Scott Hanold: Thank you.
Operator: Thank you. And our next question comes from Leo Mariani with ROTH MKM. Please go ahead.
Leo Mariani: Hey guys. A few questions around some of these numbers that you’ve thrown out here. So the first one is on this kind of $45 million sort of resource adequacy payment from the state. I guess you’re saying that’s kind of roughly doubling in 2024 versus 2023. I just wanted to make sure I sort of understood the mechanics around that. Is this basically the state been cutting you a check so far in 2023 for that amount? And that amount sort of doubles next year? Does this flow through your sort of electricity business margins or if you guys are selling the power, maybe you don’t really get the check there? I’m just trying to kind of understand if that’s kind of free money for being on standby or if you are producing, then maybe you don’t get all of that. Just kind of some help around the mechanics here would be great.
Francisco Leon: Great question. So as you know, the state of California has a big penetration of renewable energy and that doesn’t work 24/7. So you require baseload from different sources to make sure the lights are on in the state. So years ago, California entered into this resource adequacy program through the utilities that they pay independent power producers to be on standby. Let me turn it over to Jay Bys, if he has a few more thoughts around regulators adequacy and what it means.
Jay Bys: Yes, thanks. Just to be really clear, the state is not actually paying for capacity. Anybody serving load in the state in CAISO in particular is required to have capacity to back that load. So whether that’s a utility or an aggregator, they have to secure the capacity necessary to back up the load, which they’re serving. So they are, in fact, partly paying CRC to make this capacity available. Historically, there had been maybe more lax treatment and how much and to the extent by which certain parties would back up their supply using this marketplace. But CAISO has become very resolute that they want — they do want people to be backing up their load. So you’re seeing a price that’s reflective of the true market value of this capacity today. And the fact that we have an asset that’s readily available at all times is certainly attractive to the marketplace.

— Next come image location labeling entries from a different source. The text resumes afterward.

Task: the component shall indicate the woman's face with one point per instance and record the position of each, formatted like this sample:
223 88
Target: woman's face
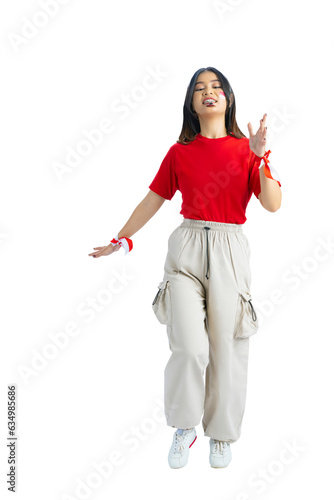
208 86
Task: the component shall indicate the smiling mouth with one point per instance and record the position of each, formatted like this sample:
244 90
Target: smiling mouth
209 102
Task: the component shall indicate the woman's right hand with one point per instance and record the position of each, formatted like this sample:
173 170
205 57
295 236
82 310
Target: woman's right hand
107 250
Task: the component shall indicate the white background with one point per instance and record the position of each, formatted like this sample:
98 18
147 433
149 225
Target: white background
83 405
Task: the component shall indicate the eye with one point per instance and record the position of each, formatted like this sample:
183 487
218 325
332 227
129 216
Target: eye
216 87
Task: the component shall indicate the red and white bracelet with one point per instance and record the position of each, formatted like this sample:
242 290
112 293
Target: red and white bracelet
126 243
269 170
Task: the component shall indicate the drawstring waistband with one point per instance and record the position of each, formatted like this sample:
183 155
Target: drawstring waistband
207 225
207 253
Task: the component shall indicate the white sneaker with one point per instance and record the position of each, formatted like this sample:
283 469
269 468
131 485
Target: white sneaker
179 451
220 453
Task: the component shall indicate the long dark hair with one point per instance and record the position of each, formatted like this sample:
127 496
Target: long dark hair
191 125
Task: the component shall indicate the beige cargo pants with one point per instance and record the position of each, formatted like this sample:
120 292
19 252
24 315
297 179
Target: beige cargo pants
205 301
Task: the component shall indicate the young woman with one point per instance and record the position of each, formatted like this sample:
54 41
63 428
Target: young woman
205 297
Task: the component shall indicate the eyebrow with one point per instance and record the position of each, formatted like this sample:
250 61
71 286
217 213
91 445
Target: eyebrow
210 81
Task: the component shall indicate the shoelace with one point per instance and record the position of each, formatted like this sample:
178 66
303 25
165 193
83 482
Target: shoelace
219 446
179 443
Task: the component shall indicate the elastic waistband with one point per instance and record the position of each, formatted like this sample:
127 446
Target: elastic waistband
216 226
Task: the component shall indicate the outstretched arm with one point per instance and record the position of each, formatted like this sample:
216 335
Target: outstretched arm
271 194
142 214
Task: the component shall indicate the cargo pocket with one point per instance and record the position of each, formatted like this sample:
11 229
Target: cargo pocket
246 322
161 303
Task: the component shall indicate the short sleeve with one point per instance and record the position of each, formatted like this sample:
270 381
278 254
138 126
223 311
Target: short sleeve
254 183
165 182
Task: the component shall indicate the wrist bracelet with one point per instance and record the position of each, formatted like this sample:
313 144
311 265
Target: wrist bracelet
126 243
269 170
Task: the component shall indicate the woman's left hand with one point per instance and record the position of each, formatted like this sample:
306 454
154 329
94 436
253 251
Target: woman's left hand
257 142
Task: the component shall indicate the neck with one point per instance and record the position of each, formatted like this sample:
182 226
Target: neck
213 129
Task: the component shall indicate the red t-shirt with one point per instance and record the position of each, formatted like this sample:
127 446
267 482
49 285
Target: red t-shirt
215 176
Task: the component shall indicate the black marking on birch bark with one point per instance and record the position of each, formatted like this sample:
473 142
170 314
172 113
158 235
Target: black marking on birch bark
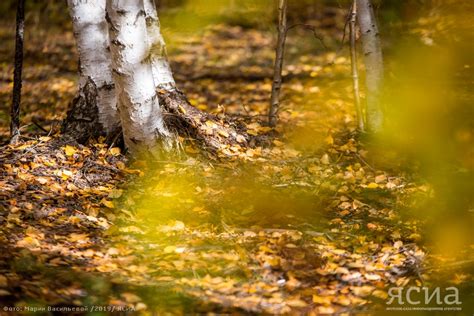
82 119
139 14
118 43
111 24
117 72
107 86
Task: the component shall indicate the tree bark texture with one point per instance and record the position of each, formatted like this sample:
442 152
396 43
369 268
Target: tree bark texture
280 53
355 72
373 59
17 81
157 49
94 110
142 120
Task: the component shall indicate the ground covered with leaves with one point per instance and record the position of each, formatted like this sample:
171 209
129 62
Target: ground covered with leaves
302 219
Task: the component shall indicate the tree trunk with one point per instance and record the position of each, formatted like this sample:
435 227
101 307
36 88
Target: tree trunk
280 52
373 59
94 110
157 49
15 108
142 120
355 72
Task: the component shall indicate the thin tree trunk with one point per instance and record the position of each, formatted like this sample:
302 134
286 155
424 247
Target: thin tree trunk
373 59
157 49
280 52
142 120
17 82
355 72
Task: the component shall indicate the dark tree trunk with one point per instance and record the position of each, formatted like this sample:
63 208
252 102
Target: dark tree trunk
280 52
17 82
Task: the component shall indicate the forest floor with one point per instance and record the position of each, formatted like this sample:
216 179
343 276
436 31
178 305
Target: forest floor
303 220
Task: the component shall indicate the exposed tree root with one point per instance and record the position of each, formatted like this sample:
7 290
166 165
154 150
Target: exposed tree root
213 134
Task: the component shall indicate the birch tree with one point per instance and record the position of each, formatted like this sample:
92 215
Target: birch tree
142 120
373 59
17 82
279 56
94 110
129 86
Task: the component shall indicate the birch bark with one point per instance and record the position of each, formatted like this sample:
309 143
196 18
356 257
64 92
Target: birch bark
157 49
279 56
373 59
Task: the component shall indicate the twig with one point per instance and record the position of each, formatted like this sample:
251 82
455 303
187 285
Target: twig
312 28
280 52
355 72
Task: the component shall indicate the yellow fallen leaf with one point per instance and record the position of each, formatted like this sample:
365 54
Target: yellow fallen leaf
3 281
107 203
77 237
296 303
169 249
329 140
130 297
223 133
28 242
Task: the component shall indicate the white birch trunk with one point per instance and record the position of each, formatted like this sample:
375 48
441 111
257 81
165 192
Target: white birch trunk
157 49
92 37
373 59
142 119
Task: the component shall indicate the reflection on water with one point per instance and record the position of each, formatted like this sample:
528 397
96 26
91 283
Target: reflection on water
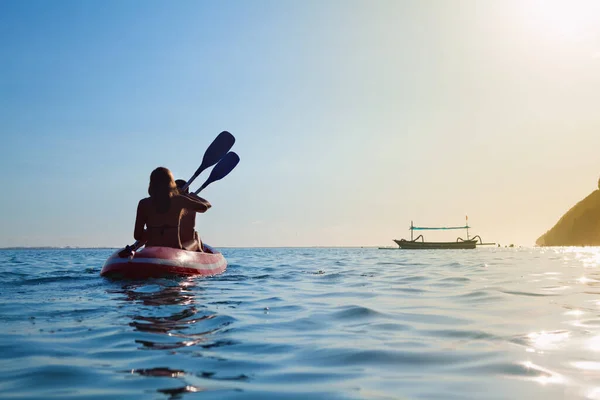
306 323
171 313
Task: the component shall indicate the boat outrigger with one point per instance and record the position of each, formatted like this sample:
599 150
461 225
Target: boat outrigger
460 243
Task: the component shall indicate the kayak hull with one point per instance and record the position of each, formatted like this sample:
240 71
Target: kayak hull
164 261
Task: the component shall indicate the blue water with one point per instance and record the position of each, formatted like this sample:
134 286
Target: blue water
491 323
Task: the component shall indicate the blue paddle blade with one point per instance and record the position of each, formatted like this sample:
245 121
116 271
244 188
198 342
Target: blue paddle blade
221 170
215 152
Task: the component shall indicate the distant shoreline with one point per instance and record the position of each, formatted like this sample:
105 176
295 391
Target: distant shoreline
220 247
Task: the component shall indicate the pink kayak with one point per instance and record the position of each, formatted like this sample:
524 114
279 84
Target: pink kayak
161 261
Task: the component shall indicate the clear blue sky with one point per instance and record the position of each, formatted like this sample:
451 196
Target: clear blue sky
352 118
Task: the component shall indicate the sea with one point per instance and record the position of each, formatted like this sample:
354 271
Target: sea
305 323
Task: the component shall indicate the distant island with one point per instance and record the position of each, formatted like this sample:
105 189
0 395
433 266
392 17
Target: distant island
580 226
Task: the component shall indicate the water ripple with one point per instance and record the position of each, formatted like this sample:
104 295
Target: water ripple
305 323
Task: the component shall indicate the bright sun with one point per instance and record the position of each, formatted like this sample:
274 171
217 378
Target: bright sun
565 20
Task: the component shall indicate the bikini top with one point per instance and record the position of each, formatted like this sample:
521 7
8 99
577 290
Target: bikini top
162 228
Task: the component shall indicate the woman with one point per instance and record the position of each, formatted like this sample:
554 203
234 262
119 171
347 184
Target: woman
187 225
160 213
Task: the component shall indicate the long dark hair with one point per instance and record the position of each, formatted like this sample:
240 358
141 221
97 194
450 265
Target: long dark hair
161 188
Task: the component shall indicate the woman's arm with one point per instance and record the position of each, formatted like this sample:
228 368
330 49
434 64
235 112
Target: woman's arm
193 202
140 222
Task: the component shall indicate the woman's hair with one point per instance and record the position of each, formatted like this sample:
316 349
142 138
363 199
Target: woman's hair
161 188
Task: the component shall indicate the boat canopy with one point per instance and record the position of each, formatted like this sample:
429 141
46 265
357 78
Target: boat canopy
423 228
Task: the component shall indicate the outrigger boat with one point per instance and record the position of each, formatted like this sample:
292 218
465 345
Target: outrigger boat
460 243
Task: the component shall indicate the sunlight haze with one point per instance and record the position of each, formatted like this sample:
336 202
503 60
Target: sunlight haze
352 118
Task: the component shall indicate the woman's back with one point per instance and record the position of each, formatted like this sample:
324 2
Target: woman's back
162 227
160 213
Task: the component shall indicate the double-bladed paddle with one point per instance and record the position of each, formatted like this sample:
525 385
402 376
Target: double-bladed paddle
221 170
215 152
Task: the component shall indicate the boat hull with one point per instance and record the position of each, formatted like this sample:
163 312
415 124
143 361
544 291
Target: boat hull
414 245
164 261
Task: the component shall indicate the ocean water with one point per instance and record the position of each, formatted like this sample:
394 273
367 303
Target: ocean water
318 323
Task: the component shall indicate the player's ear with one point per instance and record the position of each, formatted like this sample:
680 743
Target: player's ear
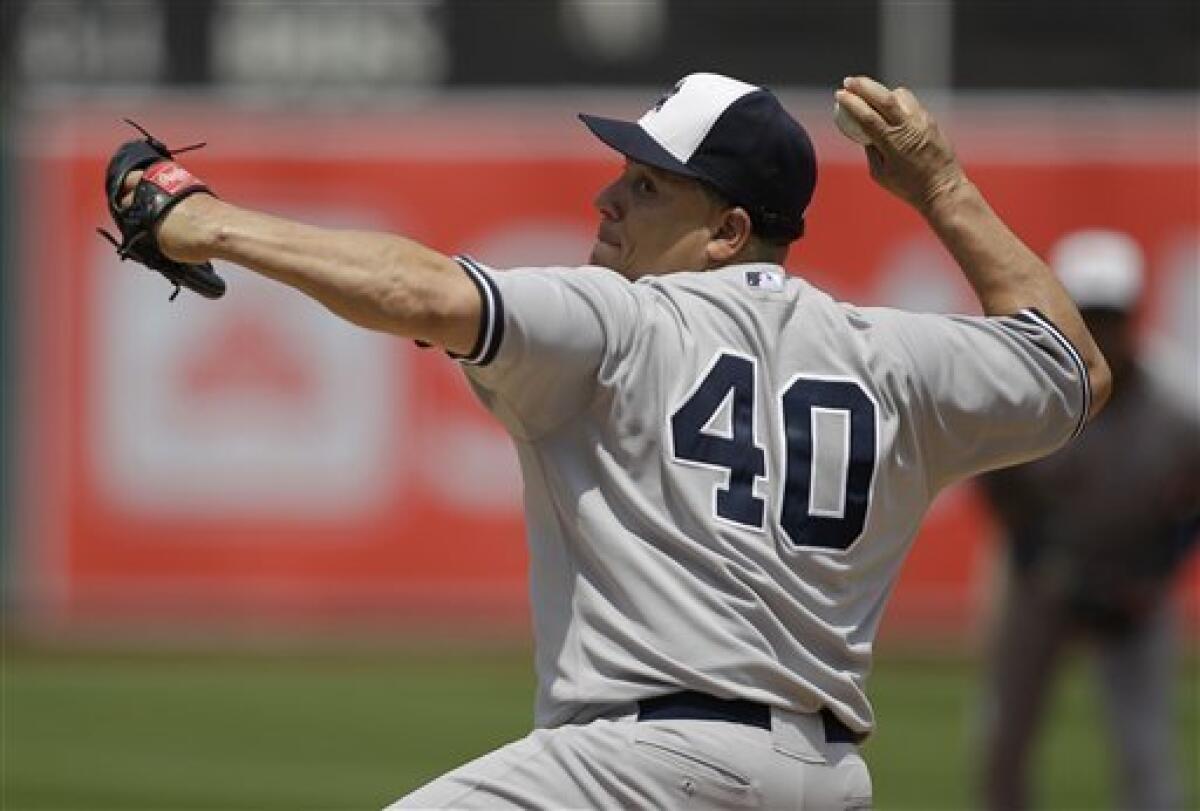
731 234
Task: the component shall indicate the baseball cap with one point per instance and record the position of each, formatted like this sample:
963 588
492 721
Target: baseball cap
1101 269
733 136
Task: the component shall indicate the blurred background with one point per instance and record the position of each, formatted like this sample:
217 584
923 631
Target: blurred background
255 558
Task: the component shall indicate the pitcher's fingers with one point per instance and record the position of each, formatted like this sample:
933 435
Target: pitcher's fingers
907 101
877 96
864 114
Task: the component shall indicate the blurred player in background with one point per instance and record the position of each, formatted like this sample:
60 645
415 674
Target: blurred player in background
723 466
1095 534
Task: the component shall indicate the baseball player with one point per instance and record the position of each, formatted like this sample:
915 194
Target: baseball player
723 466
1096 533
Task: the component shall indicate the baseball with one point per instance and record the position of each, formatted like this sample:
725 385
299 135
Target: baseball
849 126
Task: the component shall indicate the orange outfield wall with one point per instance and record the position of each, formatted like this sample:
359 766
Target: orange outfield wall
255 460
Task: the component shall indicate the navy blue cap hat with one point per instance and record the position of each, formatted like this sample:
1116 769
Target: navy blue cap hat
731 134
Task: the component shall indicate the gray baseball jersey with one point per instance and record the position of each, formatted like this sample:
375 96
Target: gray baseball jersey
723 470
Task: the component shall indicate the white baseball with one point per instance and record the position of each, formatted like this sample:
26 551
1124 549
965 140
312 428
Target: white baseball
849 126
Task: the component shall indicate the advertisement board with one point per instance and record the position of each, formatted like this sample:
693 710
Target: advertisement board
257 457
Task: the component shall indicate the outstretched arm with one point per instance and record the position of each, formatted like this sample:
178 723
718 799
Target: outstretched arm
377 281
911 158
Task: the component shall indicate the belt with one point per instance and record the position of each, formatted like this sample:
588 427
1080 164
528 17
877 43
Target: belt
691 706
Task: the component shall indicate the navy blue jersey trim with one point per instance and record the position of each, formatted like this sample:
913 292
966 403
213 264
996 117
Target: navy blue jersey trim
1032 316
491 316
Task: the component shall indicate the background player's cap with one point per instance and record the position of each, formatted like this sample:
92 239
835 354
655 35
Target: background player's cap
1101 269
731 134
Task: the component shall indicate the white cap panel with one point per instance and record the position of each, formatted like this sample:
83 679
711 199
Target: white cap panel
1099 268
682 120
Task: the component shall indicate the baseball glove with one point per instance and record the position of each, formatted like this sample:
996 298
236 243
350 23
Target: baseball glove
162 185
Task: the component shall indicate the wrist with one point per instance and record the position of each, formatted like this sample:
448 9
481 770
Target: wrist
190 229
946 193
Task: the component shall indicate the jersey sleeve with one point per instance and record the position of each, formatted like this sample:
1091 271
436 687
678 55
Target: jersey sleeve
990 391
550 338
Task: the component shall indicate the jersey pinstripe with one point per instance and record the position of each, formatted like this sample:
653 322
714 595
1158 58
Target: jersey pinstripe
724 470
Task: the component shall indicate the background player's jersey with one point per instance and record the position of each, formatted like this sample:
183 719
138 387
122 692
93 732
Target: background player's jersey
723 470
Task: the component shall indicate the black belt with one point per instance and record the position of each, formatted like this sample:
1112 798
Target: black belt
690 706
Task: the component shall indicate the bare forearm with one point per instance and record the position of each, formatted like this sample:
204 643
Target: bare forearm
1006 275
377 281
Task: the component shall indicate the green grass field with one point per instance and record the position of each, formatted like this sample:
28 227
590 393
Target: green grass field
198 731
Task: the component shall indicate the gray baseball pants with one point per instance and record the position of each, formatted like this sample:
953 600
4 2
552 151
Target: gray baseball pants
618 762
1134 673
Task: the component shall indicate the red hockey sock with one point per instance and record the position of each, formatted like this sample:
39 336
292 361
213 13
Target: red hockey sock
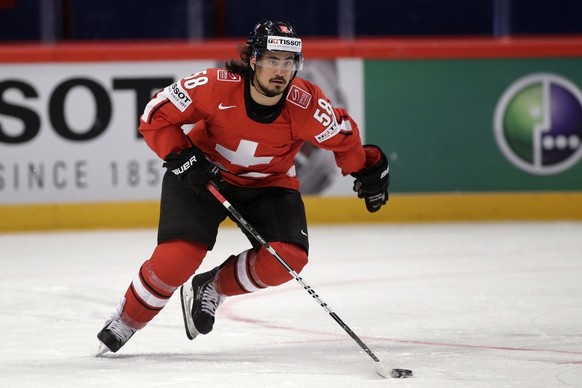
171 264
254 270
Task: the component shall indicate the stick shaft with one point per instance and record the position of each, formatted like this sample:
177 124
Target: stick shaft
295 275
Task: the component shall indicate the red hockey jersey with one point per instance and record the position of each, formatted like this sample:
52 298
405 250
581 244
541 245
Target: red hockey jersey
250 153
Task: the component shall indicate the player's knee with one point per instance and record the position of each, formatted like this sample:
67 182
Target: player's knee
271 272
174 261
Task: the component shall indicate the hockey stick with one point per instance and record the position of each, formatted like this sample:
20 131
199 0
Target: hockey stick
378 366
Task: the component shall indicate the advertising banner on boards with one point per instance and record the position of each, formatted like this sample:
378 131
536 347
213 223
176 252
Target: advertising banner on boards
68 131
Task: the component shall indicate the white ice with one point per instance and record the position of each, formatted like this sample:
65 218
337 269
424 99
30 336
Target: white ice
461 304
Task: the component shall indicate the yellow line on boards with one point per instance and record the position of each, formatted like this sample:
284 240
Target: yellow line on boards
540 206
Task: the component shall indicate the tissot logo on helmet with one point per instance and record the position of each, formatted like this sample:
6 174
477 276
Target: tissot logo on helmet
275 43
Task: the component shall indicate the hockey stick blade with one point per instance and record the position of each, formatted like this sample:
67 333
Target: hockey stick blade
381 370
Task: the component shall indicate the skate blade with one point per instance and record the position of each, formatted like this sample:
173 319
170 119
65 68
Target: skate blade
186 295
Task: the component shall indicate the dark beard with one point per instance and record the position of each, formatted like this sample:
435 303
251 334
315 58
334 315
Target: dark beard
263 90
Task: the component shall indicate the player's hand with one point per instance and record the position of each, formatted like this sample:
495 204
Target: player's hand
372 181
193 169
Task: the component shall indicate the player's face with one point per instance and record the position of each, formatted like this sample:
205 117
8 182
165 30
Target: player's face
273 72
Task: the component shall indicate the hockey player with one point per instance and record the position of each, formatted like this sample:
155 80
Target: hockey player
250 120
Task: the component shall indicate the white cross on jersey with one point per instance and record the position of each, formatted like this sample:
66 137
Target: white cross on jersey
244 154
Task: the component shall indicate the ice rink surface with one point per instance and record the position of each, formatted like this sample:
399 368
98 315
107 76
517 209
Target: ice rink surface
462 304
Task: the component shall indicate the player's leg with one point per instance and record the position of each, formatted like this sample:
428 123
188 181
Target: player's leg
187 229
279 216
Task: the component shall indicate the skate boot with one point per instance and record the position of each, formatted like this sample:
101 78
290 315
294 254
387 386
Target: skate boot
114 334
199 303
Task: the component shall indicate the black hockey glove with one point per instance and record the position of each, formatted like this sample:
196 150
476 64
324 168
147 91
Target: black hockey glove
194 170
372 182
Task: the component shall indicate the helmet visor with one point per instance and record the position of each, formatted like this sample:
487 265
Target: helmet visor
287 64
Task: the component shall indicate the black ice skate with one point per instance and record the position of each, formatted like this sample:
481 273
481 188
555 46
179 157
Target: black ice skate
114 335
199 303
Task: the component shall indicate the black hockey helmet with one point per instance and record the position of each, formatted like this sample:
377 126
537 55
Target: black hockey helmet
276 37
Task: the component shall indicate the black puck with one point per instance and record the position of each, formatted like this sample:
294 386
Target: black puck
400 373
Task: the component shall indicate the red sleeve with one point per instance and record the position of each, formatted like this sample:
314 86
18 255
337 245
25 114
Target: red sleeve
328 127
171 108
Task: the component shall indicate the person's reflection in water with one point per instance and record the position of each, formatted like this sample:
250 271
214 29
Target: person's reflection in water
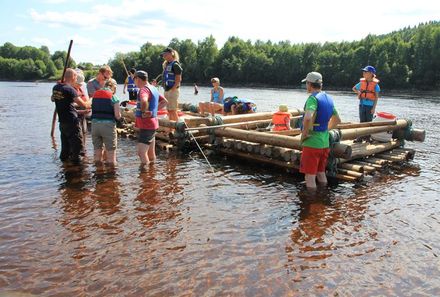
157 210
315 217
74 189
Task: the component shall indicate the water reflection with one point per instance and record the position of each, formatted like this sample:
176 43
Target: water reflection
157 205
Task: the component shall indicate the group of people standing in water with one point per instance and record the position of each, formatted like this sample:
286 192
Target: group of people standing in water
100 102
73 105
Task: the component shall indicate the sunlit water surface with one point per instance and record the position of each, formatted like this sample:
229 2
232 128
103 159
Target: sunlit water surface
177 229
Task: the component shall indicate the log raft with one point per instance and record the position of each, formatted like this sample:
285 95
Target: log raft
249 137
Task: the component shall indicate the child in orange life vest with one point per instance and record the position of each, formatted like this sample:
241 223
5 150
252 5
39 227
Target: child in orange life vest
281 119
368 92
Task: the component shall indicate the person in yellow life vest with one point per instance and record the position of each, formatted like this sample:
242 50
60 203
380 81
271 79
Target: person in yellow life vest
281 119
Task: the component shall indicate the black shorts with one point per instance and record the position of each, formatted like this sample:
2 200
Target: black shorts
146 136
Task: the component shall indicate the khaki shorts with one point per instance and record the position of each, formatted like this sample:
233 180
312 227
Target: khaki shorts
104 133
146 136
173 97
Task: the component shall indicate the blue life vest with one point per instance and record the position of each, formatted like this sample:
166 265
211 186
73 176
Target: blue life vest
153 103
248 105
216 96
168 75
324 111
102 107
131 87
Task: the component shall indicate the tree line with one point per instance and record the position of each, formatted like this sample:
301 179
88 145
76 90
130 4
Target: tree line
405 59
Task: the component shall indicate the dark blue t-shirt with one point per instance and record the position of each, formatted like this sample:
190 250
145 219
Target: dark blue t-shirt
63 96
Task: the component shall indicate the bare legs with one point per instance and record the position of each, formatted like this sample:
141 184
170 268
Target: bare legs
107 156
311 180
147 152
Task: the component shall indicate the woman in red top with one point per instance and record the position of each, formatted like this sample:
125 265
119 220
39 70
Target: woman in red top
148 102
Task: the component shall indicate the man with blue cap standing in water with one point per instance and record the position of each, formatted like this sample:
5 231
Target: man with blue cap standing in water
320 115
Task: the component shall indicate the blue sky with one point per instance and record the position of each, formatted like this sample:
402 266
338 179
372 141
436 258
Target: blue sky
99 29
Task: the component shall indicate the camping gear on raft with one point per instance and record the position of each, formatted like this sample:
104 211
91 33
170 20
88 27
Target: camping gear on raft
245 136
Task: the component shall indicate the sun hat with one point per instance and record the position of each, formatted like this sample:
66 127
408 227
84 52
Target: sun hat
283 108
313 77
141 74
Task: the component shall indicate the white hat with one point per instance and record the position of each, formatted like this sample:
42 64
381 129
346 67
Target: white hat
313 77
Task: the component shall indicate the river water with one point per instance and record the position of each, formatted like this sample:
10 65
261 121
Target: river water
178 229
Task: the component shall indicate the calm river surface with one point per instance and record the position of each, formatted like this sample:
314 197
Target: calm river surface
177 229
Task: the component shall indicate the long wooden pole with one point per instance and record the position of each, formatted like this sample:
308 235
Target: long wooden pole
66 63
353 133
123 64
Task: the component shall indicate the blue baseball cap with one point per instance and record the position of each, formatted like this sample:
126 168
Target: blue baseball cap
369 69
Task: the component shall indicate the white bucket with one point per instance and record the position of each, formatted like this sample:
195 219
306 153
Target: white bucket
383 117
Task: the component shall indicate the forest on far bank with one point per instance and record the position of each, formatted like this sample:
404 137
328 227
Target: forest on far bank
405 59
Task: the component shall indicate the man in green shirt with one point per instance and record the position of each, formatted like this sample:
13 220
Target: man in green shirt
320 115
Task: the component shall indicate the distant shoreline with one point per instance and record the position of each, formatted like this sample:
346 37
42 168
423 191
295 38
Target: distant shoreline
408 92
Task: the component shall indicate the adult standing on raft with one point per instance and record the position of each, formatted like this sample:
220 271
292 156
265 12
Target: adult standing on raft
320 115
148 102
64 95
172 76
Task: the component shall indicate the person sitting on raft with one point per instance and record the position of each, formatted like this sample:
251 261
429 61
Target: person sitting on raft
235 105
281 119
216 103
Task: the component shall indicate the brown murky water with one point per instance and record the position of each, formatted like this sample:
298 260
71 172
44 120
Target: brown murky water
177 229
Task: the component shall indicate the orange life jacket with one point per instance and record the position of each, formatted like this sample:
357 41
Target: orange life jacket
279 120
368 89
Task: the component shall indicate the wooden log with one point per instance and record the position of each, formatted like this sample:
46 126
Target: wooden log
368 165
391 158
361 150
285 153
164 145
292 132
366 124
376 161
263 138
413 135
197 121
167 123
352 167
163 137
239 125
354 133
410 152
350 173
260 159
347 178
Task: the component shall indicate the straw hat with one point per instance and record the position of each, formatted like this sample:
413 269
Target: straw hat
283 108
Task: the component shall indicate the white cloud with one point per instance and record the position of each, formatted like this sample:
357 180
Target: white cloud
42 41
106 28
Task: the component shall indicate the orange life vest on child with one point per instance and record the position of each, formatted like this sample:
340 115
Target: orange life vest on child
368 89
279 120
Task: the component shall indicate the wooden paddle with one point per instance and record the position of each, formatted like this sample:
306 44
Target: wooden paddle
54 118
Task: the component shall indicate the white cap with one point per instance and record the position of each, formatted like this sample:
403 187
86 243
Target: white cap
313 77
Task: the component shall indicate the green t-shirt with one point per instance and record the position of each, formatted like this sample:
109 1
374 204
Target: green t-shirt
115 100
316 139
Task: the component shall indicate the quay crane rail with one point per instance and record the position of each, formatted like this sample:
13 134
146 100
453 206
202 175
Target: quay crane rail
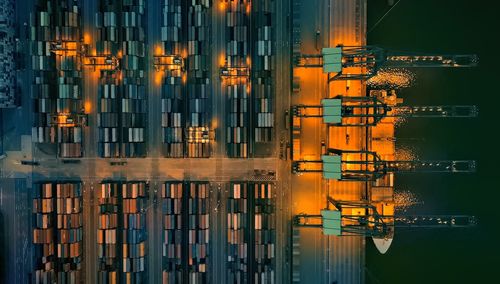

Francisco Leon: And Leo, just to add one more, just to clarify. So we have 550 megawatts at Elk Hills. We use about a third of that power for our own consumption in the oilfield and two third is available to sell to CAISO and into utilities. So this is a way to guarantee that supply to this resource adequacy program. And it’s another way to kind of showcase that you want to be long commodity and long power in the state that’s struggling to keep up otherwise.
Leo Mariani: Okay. Maybe I can just try to phrase this a little bit differently. If the plant pretty much runs at the same rate in 2024 as it does in 2023 and let’s say all other variables are the same such as power pricing, input costs, etcetera, are you getting an extra $45 million next year in the business?
Francisco Leon: Correct. That’s exactly what — and typically, that comes in the third quarter. That’s what we got just now the payment for 2023. These are contracted capacity that the team has already executed on. So it’s an incremental $45 million of cash. Correct.